Todo el pueblo monegasco se encuentra expectante y procupado ante las últimas informaciones que van surgiendo sobre el desarrollo de la infección de Raniero. Incluso el propio Papa Juan Pablo II quiso transmitir una “particular bendición” al príncipe Raniero y a toda su familia, en un mensaje enviado al gabinete de prensa de Palacio.
"El Santo Padre bendice al Príncipe y se une a él a través del pensamiento y de la oración”, según ecribió el cardenal Angelo Sodano, secretario de Estado del Pontífice. Además, resaltaba que “el Papa confía en la intercesión de la Vírgen María y pide al Señor para que le reconforte con su gracia y le bendice de todo corazón, a él y a sus allegados.”
Todos los Grimaldi se encuentran en estos momentos al lado de Raniero, acompañándolo en estos difíciles momentos. Tanto sus hijos Alberto, Carolina y Estefanía de Mónaco, así como sus nietos mayores, Andrea, Carlotta, y Pierre, se han trasladado hasta el centro cardio-respiratorio de Mónaco, donde el soberano se encuentra hospitalizado con respiración asistida.
Semana Santa en Mónaco
A pesar de la gravedad de la situación, Alberto y Carolina de Mónaco quisieron mostrar una imagen de serenidad y fortaleza ante su pueblo, presidiendo desde el balcón del Palacio Grimaldi, la procesión del Viernes Santo. La princesa estuvo acompañada por su esposo, Ernesto de Hannover, aunque no pudo ocultar claros signos de preocupación en su rostro.

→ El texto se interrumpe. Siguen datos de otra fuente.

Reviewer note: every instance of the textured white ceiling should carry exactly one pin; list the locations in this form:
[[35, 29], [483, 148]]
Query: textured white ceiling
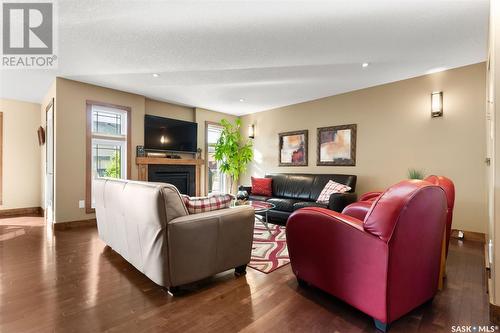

En el caso de fallecimiento del príncipe Raniero, su sucesor sería su hijo Alberto que se convertiría inmediatamente en Alberto II de Mónaco. En 2002, Raniero reformó la Constitución para rebajar la edad de sucesión a los 18 años, y tras la renuncia de Carolina a su derecho sucesorio, el segundo puesto lo ocuparía, por tanto, su nieto, Andrea Casiraghi, fruto de la unión entre la princesa y el empresario italiano Stefano Casiraghi, que falleció en 1990.